David Plotz: Thanks for reading for so long, and subscribing back in the day. 1.) I don't see Slate charging subscriptions. But I can easily see us having a membership program, where we would charge for a membership that would offer special benefits like private events, or free tickets to live Gabfests and the like. But not a subscription.

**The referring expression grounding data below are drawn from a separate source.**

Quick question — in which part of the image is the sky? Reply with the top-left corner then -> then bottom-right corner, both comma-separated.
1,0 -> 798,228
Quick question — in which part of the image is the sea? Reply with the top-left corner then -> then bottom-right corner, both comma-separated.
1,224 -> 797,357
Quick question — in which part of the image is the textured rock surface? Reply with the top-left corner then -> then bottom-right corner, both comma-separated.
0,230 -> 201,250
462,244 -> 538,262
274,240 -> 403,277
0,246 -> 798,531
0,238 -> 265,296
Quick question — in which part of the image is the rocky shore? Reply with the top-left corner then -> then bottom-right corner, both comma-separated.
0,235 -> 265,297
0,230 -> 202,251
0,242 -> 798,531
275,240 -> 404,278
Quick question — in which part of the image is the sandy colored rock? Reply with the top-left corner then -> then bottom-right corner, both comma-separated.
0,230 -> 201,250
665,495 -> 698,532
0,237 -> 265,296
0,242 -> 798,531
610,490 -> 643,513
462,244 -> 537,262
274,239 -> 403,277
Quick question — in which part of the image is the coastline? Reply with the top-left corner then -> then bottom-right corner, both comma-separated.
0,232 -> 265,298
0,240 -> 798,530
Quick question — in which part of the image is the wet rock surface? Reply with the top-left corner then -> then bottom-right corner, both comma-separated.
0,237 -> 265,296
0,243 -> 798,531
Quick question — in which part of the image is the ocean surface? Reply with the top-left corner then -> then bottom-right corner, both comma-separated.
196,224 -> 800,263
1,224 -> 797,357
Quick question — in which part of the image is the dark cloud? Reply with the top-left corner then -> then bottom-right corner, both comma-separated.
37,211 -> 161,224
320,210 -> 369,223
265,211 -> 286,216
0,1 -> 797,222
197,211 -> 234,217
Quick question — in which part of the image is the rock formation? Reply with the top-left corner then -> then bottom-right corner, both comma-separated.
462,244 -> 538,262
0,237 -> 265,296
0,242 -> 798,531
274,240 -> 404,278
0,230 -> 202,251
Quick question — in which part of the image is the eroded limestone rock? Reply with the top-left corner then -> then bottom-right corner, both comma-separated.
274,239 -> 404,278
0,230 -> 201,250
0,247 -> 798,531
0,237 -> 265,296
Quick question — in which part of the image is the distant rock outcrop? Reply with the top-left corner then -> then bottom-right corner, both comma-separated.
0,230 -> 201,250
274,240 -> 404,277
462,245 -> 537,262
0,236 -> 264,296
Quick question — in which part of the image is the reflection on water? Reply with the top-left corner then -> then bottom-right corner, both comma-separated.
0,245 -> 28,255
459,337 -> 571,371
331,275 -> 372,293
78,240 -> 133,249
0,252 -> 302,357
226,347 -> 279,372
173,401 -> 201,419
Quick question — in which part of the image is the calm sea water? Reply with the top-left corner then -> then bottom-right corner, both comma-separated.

2.) For a long, long time, Slate was in a category of one, or maybe two (with Salon), online-only magazines. What's been wonderful in the past 7 years has been the emergence of so many healthy, clever, innovative online only sites that are not principally news sites, and the online success of traditional magazines like the Atlantic. The health of the category has been good for all of us. There is more advertising, and more readers who now get to read across sites (Slate AND the Atlantic AND HuffPo AND Daily Beast AND Gawker...). More competition has been good for all of us, and forced us to innovate constantly. It has also made us realize that we have to stick to our comparative advantage: Slate is smart and funny. That is what we do best. We stick to that. And the results have been good. Our audience has been growing very rapidly.
Fblom: I started reading Slate because of Hitch. Can you tell us a memory unedited about him?
David Plotz: We would have lunch once a year to reaffirm the Slate/Hitch partnership. My favorite was one—perhaps in 2009—when he had me over to his apartment in the Wyoming. The lunch was sausages, wine, and Hitchens talking to me for about two hours about his childhood, and his awful boarding school. I hadn't realized till then how much of his hatred of arbitrary authority and abusive authority came from the childhood experience of a brutal, arbitrary school.
Plusroyaliste: I read Slate every day and my favorite contributor is Dave Weigel, mainly wanted to encourage you to keep him around.
My general question is to what extent page views drive decisions about subject matter to report on at Slate? Obviously there's a basic commercial consideration but there are some red meat topics (ie. marijuana) that are known to drive page views and that some online outlets focus on to get that traffic. Is that a major incentive when stories get pitched and, if so, how do you balance that against not wanting to report disproportionately on subjects whose importance doesn't necessarily correlate with their popularity?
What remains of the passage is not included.